ルナは早速、フォークをすすめた。皮目を軽くあぶり青魚の臭みを抑えたサンマはトマトとよく合っていた。後味にパセリの風味がひろがると口の中に何とも言えない清涼感が訪れた。
「おいしい、さっぱりして!!」
ルナがそう言うとロゼッタの女主人は今までに見せたことのない表情を見せた。
「どうかしたんですか?」
今までの興奮がうそのように消え去りその顔には陰りが生まれていた。
「……うん……何でもないの……」
女主人はそう言ったが、どことなく尋ねてほしそうな雰囲気を醸していた。ルナはその様子を見て、少し間をおいてから口を開いた。
「このオイルサーディンのサラダ、何かあるんですか?」
ルナは当たり障りのないきき方での質問したが、どうやら核心をついたようで女主人は大きく目を見開いた。
「わかっちゃったかね……」
そう言うと女主人はかつての事を訥々とはなし始めた。
*
「そうだったんですか」
女主人の話を聞くとオイルサーディンとトマトのサラダが亡くなった夫の好物であることが分かった。
「あの人、これが好きでね……ここに来るといつもこれを……」
ルナは女主人が夫と死別していたことを知っていたが思い出に浸る感傷的な女主人の姿は初めて目にするものであった。
ルナはあまり突っ込んだ質問もせず、聞き役に回ることにした。
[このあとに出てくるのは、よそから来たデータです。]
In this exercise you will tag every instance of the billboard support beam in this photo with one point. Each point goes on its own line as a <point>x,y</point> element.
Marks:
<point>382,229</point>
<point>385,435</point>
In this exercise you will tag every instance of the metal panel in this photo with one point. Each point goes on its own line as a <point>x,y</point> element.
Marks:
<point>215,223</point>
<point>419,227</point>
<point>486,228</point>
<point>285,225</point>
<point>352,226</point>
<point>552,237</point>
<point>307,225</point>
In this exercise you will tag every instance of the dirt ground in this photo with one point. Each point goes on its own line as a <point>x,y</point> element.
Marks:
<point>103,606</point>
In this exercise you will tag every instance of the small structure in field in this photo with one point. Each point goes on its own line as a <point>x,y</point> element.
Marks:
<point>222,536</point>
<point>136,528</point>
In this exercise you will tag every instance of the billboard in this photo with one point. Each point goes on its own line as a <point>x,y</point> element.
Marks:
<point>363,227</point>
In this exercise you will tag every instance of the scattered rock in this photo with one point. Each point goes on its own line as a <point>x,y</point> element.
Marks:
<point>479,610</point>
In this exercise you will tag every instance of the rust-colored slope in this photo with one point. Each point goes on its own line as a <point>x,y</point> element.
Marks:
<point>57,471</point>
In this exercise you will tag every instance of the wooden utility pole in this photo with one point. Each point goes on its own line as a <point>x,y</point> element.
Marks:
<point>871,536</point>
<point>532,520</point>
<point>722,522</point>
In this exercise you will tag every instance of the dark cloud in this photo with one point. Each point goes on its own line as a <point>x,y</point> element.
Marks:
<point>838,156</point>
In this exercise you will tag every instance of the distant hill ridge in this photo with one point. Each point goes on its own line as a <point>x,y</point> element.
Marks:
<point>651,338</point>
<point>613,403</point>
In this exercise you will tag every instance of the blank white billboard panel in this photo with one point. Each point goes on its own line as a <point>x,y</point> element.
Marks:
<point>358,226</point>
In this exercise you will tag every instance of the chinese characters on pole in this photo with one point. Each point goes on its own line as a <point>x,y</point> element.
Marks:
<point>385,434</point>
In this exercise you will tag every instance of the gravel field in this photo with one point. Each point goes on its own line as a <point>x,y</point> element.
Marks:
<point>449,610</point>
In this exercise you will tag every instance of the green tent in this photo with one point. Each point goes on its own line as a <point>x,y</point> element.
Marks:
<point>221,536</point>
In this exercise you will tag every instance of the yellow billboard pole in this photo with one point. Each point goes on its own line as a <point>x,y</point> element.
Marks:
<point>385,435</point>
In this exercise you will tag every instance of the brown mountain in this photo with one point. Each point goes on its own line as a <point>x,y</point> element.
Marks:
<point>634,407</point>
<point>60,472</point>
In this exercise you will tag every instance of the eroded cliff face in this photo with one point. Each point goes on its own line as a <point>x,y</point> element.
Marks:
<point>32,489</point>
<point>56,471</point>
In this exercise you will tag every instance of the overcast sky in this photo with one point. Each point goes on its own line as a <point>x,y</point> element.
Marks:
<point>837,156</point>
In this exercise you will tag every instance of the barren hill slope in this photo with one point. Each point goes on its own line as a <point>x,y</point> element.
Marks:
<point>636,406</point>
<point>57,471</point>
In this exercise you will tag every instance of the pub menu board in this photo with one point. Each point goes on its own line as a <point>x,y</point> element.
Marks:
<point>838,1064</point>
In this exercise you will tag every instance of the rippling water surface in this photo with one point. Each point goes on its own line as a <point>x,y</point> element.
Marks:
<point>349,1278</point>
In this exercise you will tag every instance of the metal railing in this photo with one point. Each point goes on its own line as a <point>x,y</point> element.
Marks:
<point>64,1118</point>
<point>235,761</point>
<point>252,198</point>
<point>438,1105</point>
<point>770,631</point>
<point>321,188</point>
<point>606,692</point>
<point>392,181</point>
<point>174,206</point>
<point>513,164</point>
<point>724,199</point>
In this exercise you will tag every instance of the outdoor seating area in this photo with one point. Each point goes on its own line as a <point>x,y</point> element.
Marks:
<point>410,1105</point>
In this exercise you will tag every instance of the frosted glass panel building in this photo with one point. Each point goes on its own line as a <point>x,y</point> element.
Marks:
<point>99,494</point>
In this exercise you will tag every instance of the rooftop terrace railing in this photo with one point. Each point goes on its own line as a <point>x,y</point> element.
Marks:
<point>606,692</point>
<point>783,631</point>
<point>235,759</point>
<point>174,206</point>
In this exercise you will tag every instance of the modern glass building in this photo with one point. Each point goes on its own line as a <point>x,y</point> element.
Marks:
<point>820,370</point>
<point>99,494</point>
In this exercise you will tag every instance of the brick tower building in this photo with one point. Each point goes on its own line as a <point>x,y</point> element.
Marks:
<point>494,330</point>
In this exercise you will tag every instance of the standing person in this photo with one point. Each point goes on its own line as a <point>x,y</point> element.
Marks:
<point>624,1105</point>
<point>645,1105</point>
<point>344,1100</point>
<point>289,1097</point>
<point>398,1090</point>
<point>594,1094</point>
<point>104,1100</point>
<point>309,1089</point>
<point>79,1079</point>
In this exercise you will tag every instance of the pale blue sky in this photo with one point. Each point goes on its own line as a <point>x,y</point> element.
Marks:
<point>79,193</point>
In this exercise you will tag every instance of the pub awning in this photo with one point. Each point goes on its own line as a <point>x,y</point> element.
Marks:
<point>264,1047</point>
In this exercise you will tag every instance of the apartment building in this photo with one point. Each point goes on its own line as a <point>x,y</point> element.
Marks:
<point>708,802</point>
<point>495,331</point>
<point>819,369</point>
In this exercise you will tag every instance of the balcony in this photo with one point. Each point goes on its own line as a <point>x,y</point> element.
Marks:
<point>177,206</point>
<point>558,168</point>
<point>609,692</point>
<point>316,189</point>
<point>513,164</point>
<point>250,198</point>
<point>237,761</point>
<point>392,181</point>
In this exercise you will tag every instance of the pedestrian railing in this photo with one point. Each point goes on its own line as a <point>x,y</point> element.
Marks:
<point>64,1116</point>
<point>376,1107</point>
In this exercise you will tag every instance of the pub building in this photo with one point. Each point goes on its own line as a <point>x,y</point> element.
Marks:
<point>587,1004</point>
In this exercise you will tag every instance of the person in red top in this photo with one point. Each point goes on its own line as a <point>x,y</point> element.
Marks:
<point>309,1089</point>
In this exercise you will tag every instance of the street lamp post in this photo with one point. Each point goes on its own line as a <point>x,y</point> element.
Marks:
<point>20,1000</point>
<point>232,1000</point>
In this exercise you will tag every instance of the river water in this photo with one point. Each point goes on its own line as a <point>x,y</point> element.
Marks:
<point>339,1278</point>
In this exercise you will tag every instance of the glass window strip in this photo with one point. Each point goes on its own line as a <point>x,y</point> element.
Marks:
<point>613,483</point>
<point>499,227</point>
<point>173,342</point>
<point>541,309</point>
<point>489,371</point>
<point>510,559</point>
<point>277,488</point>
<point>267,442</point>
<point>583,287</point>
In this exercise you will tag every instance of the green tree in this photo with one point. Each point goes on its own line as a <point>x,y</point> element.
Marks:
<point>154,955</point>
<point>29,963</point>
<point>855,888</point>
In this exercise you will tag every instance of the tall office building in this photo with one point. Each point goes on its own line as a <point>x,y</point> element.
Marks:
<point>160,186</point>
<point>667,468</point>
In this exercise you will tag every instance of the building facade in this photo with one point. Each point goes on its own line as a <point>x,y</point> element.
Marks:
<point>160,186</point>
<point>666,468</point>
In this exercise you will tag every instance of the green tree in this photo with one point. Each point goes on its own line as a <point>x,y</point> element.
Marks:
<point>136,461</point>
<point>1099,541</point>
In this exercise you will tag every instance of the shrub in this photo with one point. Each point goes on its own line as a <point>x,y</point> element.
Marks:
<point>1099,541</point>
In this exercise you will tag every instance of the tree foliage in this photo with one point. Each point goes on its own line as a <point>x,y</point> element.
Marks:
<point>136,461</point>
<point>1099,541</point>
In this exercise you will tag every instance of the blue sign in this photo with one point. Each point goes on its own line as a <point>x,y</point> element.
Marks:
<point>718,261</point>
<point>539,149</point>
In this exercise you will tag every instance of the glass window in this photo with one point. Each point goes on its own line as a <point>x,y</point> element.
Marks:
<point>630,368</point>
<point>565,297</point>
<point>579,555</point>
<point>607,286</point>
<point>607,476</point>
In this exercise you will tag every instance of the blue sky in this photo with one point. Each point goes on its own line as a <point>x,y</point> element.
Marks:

こうした時は下手に聞くより相手が話し出すのを待つ方が会話に無理がない。
「漁に出て……そのままなんだよね……骨も拾えなかった……」
ワインを口にしていたこともあるが、いつものエネルギッシュな雰囲気は立ち消え、昏く重々しい顔つきになった。
「漁に出る前に喧嘩しちゃってさ……すごく……嫌な感じで送り出したんだ……そしたら……それが最後になっちまったんだ……」
女主人は窓から黄昏時の海を見ながら重々しいため息をついた。
「ごめんよ、こんな話……」
「いえ……」
ルナがどうこたえるか迷っている姿を見た女主人は元気な声を張り上げた。
「湿っぽい話はこれで終わり、『嵐カブ』もでたんだし、さあ、楽しもう!!」
女主人はワイングラスを手に持つと一気に煽った。そして気持ちを切り替えていつもの表情をみせた。
『……おかみさん……』
ルナは女主人の殊勝に振る舞う女主人の眼のなかに『古傷』があることに気付いたが、あえて指摘しなかった。